The Earth travels along its orbit around the Sun at 29.79 kilometres per second, which means it crosses its own diameter of about 12,724 kilometres in just more than seven minutes.

“So if a [near Earth object] initially on a trajectory to impact dead centre on the face of the Earth, arrives as little as five minutes early or late a potential disaster would be changed into a near miss,” Dr Fieber-Beyer said.

While Dart will help Nasa better understand how a kinetic impact mission would work, that doesn’t mean an actual mission would look exactly like Dart does.

“Dart is specifically sized to have the desired effect on Dimorphos,” Dr Johnson said. If faced with a real asteroid threat, “It would depend on the size of the asteroid how much we would need to hit it. In the case of the kinetic impactor, it probably need to be larger than Dart, and we also might hit it with several kinetic impactors.”

There are lots of mission options, but many depend on just what type of asteroid you’re dealing with and how it will react to an impact, according to Dr Statler. The reality is that while Nasa has tracked asteroids and observed them and modeled them, “we do not know exactly how these how these asteroids will behave, because we don't have samples of real asteroids on the earth,” he said “As a scientist, I fully hope to be surprised by the results of the experiment. Although as a planetary defender, I don't want to be too surprised.”

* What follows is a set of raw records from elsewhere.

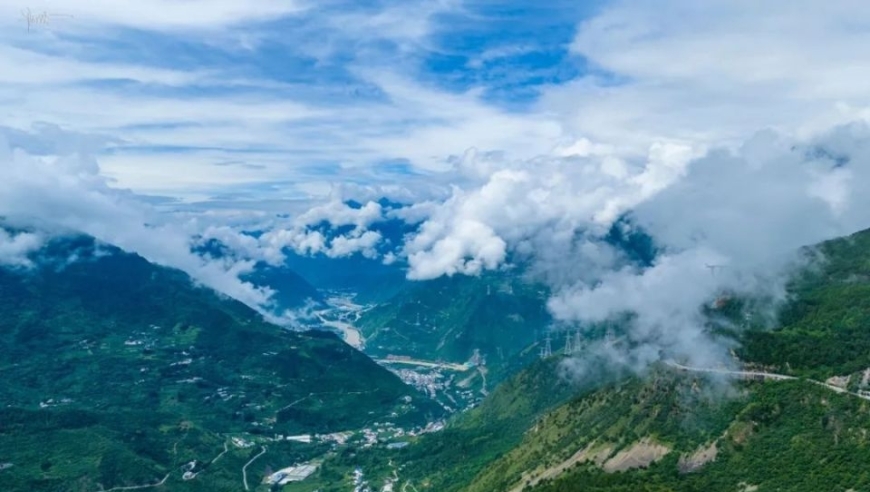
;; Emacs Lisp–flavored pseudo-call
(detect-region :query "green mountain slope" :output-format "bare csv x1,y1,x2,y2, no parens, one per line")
0,233,439,490
498,372,870,492
357,273,550,373
320,226,870,492
741,230,870,379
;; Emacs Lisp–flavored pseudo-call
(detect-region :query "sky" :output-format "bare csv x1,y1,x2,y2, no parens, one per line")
0,0,870,363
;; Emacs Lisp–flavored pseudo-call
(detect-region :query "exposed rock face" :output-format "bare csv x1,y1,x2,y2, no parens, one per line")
677,441,719,473
602,438,671,473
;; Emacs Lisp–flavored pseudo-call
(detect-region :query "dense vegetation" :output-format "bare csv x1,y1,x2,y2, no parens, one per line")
741,231,870,379
0,237,439,490
358,272,550,381
528,381,870,492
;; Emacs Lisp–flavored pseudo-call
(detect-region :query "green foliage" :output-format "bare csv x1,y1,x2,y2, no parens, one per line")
532,381,870,492
357,273,550,382
741,231,870,379
0,238,440,490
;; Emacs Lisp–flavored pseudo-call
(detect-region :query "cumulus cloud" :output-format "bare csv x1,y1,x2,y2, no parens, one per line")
0,229,45,268
405,121,870,370
0,129,270,307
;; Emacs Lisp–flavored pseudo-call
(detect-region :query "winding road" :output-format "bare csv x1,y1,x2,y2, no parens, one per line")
242,446,266,490
665,360,870,401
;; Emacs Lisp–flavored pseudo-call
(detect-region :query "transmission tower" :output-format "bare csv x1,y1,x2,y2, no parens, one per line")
573,330,583,353
541,333,553,358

Dart will help “ground truth” scientists’ understanding of asteroids and the materials they are made of. It could turn out that kinetic impact strategies are not appropriate for some of them, according to Dr Fieber-Beyer, particularly metallic iron-nickel asteroids.

“A kinetic impactor will definitely work on a rocky body [asteroid], or a large comet,” she said. “If you have an iron-nickel asteroid, it's not going to happen.”

Nasa’s Psyche mission will be the first to visit what scientists think is just such a solid metal bodied asteroid in 2026, providing the first direct assessment of such an asteroid. There may be alternatives to kinetic impactors for deflecting such a body, if it ever threatened Earth.

“Some of the other things that have been studied are what we call a gravity tractor,” Dr Johnson said, “which is just taking a spacecraft keeping with the asteroid and using nature's tug rope, gravity; the mutual attraction between the spacecraft and the asteroid will slowly tug that asteroid out of its impacting trajectory into a more benign one.”

Another alternative would be to use ion beam deflection, essentially strapping a thrust like that which powered Dart to Dimorphos to an asteroid to change its course. Thrusters use electrical energy to accelerate charged propellant particles out of a nozzle, generating weak, but very efficient thrust that can build up to a large velocity change over time.

“Of course, a technique like that takes longer to implement,” Dr Johnson said. “We would have to have more warning time to be able to implement it.”

And that’s the main mission of Nasa’s Planetary Defense Coordination Office anyway, he added. While Dart marks the first test of a method to deflect an asteroid, the key thing is making sure we know where all the potentially threatening asteroids are, long before they could pose a threat to Earth.

“ Hollywood and movies, they have to make it exciting. You know, we find the asteroid only 18 days before it's going to impact and everybody runs around as if they're on fire,” Dr Johnson said. “That’s not the way to do planetary defence.”

There are just more than 2,250 known potentially hazardous near Earth asteroids, and Nasa hopes its upcoming Near Earth Object Surveyor mission, a space telescope currently in its preliminary design review phase, will help scientists locate any asteroids that could be hiding in the glare of the Sun.

“Neo Surveyor will be able to find the population of asteroids 140 meters and larger within about a 10 year period,” Dr Johnson said. “Our strategy is to find that population out there with a mission like Neo Surveyor and know where all the potential hazards are, and then have sufficient time to then build the right campaign of missions to go out there.”